10. Kısımda; Paul Gina’ya Kate ile yaşadığı tartışmadan bahseder. Gina Paul’a “çevresinde sana saldıran iki bayan var” der. “Paul “Üç bayan var” der. Kate ve Laura ile problemli ilgisini bulunan Paul bu durumu Gina’ya aktarır. Gina Laura’nın terapi sürecinin Paul tarafınca bitirilmesi gerektiğini ve öteki bir terapiste devam etmesinin daha yararlı olacağından bahseder. Paul bu durumu kabul etmez. Gina bu mevzuda ileri masraf ve Paul’a ültimatom verir. Paul bunu farkeder ve “ Sen de emsal bir durum ile karşılaştın” der. Gina kendi yaşadıklarını Paul’a aktarır. (Karşı aktarım)

11. Kısımda; Laura 25 dk seansa geç gelir. Paul bu durumun üstüne masraf. Laura ile zıtlaşır.
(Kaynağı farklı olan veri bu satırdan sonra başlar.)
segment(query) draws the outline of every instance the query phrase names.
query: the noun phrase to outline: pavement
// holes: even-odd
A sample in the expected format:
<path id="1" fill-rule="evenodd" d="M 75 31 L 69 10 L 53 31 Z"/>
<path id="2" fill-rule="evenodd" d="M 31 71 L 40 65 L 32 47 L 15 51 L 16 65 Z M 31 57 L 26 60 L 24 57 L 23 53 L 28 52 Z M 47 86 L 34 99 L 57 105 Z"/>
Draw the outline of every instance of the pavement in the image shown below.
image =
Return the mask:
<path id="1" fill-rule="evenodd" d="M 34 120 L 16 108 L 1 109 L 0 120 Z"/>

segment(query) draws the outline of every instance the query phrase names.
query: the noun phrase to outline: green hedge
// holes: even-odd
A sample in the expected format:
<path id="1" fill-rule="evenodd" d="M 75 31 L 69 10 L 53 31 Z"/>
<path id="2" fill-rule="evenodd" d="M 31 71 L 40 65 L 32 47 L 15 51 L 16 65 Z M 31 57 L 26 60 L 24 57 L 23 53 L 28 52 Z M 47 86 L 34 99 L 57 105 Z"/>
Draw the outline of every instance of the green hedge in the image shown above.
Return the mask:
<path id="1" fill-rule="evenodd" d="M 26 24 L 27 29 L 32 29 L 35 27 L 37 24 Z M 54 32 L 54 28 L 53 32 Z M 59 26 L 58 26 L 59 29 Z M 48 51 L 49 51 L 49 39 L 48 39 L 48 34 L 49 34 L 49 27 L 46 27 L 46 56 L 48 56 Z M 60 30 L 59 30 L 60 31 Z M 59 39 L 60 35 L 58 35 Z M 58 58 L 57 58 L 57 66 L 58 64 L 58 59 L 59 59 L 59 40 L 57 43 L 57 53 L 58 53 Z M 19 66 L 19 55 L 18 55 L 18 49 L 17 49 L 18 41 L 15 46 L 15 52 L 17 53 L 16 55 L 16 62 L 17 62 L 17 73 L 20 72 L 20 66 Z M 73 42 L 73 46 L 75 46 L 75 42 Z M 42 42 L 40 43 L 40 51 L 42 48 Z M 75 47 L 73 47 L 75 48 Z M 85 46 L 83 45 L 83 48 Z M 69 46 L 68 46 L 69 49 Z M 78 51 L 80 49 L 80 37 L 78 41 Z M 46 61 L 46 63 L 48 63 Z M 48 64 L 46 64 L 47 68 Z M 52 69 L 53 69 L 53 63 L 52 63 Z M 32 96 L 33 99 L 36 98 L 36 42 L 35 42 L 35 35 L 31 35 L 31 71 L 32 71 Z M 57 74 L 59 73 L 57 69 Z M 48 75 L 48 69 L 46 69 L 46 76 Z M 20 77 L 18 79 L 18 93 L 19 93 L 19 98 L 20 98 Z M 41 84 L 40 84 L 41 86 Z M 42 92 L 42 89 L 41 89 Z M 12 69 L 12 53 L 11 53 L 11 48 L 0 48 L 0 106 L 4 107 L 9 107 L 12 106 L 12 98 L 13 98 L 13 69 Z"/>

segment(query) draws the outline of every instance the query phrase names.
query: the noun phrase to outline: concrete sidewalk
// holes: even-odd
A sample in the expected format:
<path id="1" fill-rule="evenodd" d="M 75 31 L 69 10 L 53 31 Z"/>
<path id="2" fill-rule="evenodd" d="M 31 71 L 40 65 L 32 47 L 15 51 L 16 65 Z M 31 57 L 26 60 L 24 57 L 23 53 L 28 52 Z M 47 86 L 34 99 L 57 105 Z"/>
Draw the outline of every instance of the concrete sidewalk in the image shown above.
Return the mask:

Hislerinin açığa çıkmasından korkan Paul Laura ile seanslarını sonlandırmak istediğinden bahseder. Laura buna reaksiyon gösterir. Laura Paul’a sevgiliymişcesine davranır. Transfer gerçekleşir. Paul hislerini saklayamaz. Laura bu durumu fark eder ve Paul’a “Beni tedavi edemezsin zira sen de bana aşıksın” der. Paul Laura’ya hislerini yansıtmıştır. Karşı transfer gerçekleşmiştir.

12. Kısımda; Alex seansın başında Laura ile tanışmasının etik bir sorun oluşturup oluşturmadığını sorar. Paul bunda bir sakınca olmadığını söyler. İlerleyen dakikalarda Alex Paul’a Laura ile olanları anlatmak ister. Paul kıskançlık gösterir. Alex’e Laura ile nasıl tanıştığını sorar. Alex günleri karıştırdığını ve seans çıkışında Laura ile karşılaştığını ve bir arada kaza geçiren köpeğin yanına gittiklerini ve bulamadıklarını söyler. ondan sonrasında Alex, Laura bir arada kahve içerken o bölgenin krokisini çizdiğini anlatır. Paul bu samimiyeti kıskanır. Alex’e kahveyi Paula’nın konutunda mi içtiniz?” diye sorar. Alex “Hayır bu da nereden çıktı” der. Paul Alex’i rakibi üzere görür. Karşı transfer yapar.